Enabling scientific data on the web

by Raymond Alexander Milowski

Institution: University of Edinburgh
Year: 2014
Keywords: web; science; RDFa; semantics
Scientific data does not exist on the Web in the same way as the written word; reviews, media, wikis, social networks, and blogs all contribute to the interconnected nature of ordinary language on the Web. Network effects create additional value from seemingly minor contributions to the Web. But nothing such as this exists for scientific data. Simply put, within the Open Web Platform, we cannot currently turn and apply similar mechanisms for scientific work without great effort. Thus, the Web has not so far enabled Science as well as it has enabled dissemination and interconnection for the written word: to truly enable Science on the Web, we must endeavor to make data and its semantics first-class Web constituents.
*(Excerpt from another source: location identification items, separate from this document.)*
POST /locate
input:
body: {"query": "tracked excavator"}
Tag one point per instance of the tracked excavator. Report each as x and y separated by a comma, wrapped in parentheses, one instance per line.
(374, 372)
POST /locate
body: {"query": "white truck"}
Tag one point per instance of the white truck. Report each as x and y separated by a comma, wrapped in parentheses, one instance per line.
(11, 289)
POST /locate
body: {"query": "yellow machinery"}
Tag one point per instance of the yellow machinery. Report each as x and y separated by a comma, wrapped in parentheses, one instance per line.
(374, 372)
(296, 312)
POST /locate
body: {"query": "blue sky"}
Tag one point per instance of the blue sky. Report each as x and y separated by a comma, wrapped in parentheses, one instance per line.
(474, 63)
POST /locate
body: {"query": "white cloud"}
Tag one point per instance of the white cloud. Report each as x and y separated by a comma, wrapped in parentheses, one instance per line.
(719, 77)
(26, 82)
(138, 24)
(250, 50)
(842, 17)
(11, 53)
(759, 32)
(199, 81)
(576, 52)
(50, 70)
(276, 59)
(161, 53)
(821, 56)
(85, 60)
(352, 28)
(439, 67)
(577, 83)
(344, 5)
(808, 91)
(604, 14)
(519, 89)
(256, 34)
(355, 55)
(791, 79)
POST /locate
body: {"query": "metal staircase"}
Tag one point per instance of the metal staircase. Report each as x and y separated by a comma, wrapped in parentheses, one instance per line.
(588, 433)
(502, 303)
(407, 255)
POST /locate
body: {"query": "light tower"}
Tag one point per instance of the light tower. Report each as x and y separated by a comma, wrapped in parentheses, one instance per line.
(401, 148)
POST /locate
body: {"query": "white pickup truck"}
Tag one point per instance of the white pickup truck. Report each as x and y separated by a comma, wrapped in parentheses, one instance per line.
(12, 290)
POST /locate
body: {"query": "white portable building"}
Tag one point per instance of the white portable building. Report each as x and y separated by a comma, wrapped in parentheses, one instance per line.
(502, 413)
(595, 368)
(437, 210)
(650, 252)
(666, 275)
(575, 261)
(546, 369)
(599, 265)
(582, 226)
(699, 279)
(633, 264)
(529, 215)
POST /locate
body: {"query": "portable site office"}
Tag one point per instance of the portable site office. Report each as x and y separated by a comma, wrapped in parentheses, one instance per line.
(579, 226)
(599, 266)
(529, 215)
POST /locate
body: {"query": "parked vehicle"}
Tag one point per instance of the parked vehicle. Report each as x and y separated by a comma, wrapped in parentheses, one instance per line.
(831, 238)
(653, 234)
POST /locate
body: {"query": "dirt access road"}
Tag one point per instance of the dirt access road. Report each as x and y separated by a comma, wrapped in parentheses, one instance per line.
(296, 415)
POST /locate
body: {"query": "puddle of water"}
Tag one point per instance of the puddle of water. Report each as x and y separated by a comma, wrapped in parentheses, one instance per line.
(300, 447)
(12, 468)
This thesis focuses on solving this problem by enabling scientific data to exist on the Web in such a way that it can be processed both as viewable content and consumed data. Starting from the principles on which the Web has so far thrived, we propose solutions to enable complex data exchanges while preserving the Web as it stands. We introduce the Partition Annotate Name (PAN) methodology, which relies upon embracing the core architectural principles of the Web: name things with URIs; process common data formats; use common rules under a shared contract between publisher, developer, and consumer.